If these news reports are correct, it only demonstrates that this government is guilty of reneging that came to power on a platform of reforms is now reneging on its own grand promises of good governance.
The principal signatories to the document are Professor Sarath Wijesuriya, the new convener of the National Movement for a just society, Dr. Lalitha Siri Gunaruwan of the Department Economics Colombo University and a former Secretary Ministry of Transport and a former General Manager of Railways, Professor Amal Kumarage of the University of Moratuwa and a former Head of the National Transport Commission and Dr. Nirmal Ranjith Devasiri of the University of Colombo. Among the other 22 signatories are Chandra Jayaratne, a former Head of the Ceylon Chamber of Commerce, Priyal De Silva, a former General Manager of Railways and a former President of the Charted Institute of Engineers.
The composition of the learned citizens who have addressed this letter to the President has another message for us. They are academics and professionals who were conspicuously absent from the Sri Lanka Economic Forum 2016 at the Cinnamon Grand. They are a different breed from those who constitute the policy making councils of the ‘Yahapalana’ Government.
Their disenchantment with the Sirisena-Wickremesinghe combine is natural. They are the indigenous intelligentsia whose mobilisation and protest provided the marginal plurality that made the difference on 8 January 2015.
We live in strange times. Democratic socialism is discovered in America. Senator Bernie Sanders has a message for Malik Samarawickrama, Charitha Ratwatte and R. Paskeralingam. Democratic socialism is a system where the economy works for all, not just the very wealthy.
The consensus coalition relies on the devils dictates for its survival – greed and selfishness. The mandate of 8 January 2015 was not about reclaiming the SLFP from the Rajapaksa grip. If President Sirisena is genuinely concerned about reclaiming the legacy of Bandaranaike, he should pay heed to the much misunderstood S.W.R.D Bandaranaike.
“I feel that I am in my own small way both a nurse and a mid-wife. I am a nurse at a death bed. I realise at least that the thing is dying. I would like to see, as should be the case at every death bed, that the death is reasonably peaceful and dignified. It shocks me equally that anyone should try artificially to galvanise the dying thing in to life and that anyone should place his hand at the throat of the dying thing and squeeze out the life that is already ebbing.
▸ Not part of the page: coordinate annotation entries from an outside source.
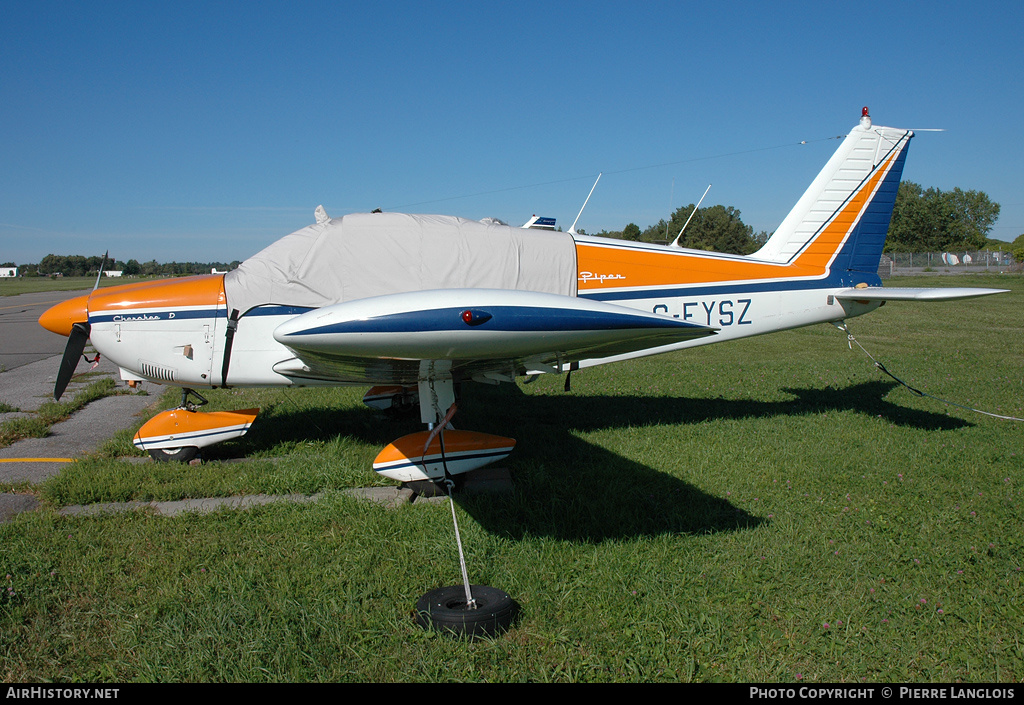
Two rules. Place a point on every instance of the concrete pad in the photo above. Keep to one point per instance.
(73, 439)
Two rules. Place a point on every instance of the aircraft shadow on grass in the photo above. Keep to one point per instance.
(568, 489)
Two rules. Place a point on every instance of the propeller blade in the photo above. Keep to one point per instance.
(73, 353)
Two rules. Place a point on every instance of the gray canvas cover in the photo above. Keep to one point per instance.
(372, 254)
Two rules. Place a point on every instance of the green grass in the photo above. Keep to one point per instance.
(769, 510)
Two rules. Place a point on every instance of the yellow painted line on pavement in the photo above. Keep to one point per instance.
(38, 460)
“I am also, I feel, a midwife at birth. I would like that birth to be auspicious and painless as far as possible. I am not impatient to drag the living thing before it’s time out of the womb with instruments and bring forth to the world something grotesque and distorted. I am also not prepared to strangle that life in its womb.”
What is significant is that SWRD expressed these views while in the ranks of the UNP and from its front benches. Bandaranaike is a prophet misunderstood by his disciples past and present and maligned in history.
The Consensus Coalition Government we have is grotesque in its composition and distorts the political reality on ground. The President can forge a coalition to bring about political reforms if he abandons his present project to reclaim the SLFP – a political machine that is corrupt to the core and from the core.
The dichotomy between the altruistic peasant who agreed to be the common candidate and the worldly pragmatism of the elected President needs early resolution.